Do you ever have flying dreams?

I love flying dreams. It doesn't happen very often. Those were always my favorite dreams. Sometimes you were just flying for no reason. I mean, it's my dream, I'll do whatever the heck I like! When I was little, I can recall having a nightmare where I seemed to be stuck. It would happen all the time. The nightmare creature is coming, but you can't move, because your legs are heavy like lead. But every once in awhile, I would start running, and suddenly take off, just like a bird. The nightmare would turn into a dream.

Those are dreams. Even airplanes hold some of that magic. Steering those heavy machines may not be the same as being a bird, but it ain't too bad. Heck, give me a Corsair and a tank of fuel, and I'll be happy. But we all know we haven't really conquered flight yet. The birds still whoop our butts. For the past century, that's been okay. Man can't fly like birds; hang gliders are as close as we'll ever come.

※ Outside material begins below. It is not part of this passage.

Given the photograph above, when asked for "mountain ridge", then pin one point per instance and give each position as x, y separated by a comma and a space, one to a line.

Two years ago I was lying in bed listening to the final song on Eric Whitacre's choral album. I had not read the song title, and was not paying close attention to the lyrics. All I knew was that the music seemed to lift my imagination and bring back those childish dreams of flying. I began wondering what it would take to really fly like a bird. Sure, at one time it seemed impossible to mimic the complexities of nature and flight, but then at one time they said man would never fly at all. And what would it take to make artificial wings? We all know man isn't strong enough to "flap" or control anything that flew anything like a bird. But then technology is discovering extremely complex programming methods through LISP, artificial muscles, new materials incomparably light and strong - who is to say man can't make a pair of wings that can hold his body and fly just like a bird? It isn't like the bird-man could just hold a joystick. That isn't how a bird flies. The wings would have to read the man's body, to know exactly whether he was just craning his neck, or leaning forward to dive, or catching a thermal to soar up. It would require two miracles: the physical, artificial structure of wings that could hold a man and maintain stable flight, and an impossibly complex computer brain to control all the millions of computations and adjustments required to mimic bird-flight. Sure, it would be hard, taking years of research and millions of dollars (billions?), but who is to say it is impossible?

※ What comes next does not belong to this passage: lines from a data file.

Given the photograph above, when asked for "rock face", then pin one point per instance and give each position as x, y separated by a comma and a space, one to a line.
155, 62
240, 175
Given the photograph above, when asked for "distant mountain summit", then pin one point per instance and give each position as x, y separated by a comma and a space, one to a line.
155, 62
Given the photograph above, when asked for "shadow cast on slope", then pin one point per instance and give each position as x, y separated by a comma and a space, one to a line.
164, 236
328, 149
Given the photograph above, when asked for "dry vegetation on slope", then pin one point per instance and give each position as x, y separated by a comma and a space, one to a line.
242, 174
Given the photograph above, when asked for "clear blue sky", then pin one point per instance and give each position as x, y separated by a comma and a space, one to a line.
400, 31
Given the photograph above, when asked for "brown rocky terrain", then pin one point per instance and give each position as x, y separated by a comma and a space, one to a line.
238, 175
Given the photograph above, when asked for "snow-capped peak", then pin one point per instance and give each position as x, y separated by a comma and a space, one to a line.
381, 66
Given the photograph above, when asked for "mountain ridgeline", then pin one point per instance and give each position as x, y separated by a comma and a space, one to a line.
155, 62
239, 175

So, while lying in bed listening to "Leonardo dreams of his flying machine" [I had not read the song title], I dreamed of my own flying machine. Which means two things: Eric Whitacre is brilliant, and Icarus never learned his lesson. I considered leaving Bible college and studying physics, aerodynamics, ornithology, and artificial intelligence, but nothing really came of it. It was just a flying dream.

4 comments:

Elizabeth said...

I always ran into telephone wires and got shocked in my flying dreams (still cringe...because even when I just day dream about flying, up pop those telephone wires in my way). hmmm.

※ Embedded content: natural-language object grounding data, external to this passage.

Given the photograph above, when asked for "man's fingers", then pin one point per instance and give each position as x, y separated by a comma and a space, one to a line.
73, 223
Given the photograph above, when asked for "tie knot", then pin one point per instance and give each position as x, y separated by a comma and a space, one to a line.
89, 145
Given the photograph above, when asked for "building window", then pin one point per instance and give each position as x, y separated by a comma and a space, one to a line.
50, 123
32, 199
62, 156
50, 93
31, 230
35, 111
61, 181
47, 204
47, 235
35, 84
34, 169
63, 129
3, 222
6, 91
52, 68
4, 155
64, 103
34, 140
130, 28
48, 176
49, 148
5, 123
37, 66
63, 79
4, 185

Hey, I just saw a movie that you REALLY MUST SEE! Call me and I'll tell you about it.

Sara said...

My flying dreams consited of me only being able to fly a few feet off the ground. I could never just get myself to soar through the air, at times the highest i could get were to the top of some houses...but never much higher

kiltsandthistles said...

You should try sky-diving. It is the closest thing to flying besides being a plane I have ever done. It is absolutely amazing to be hanging from a parachute staring at the world beneath your feet. You kind of get the idea that you are looking at the world the way God does, except for obviously He sees it in its entirety. write me :-) joyanna_neiner@hotmail.com

Will said...

Very good music! I am recommending this composer to our director.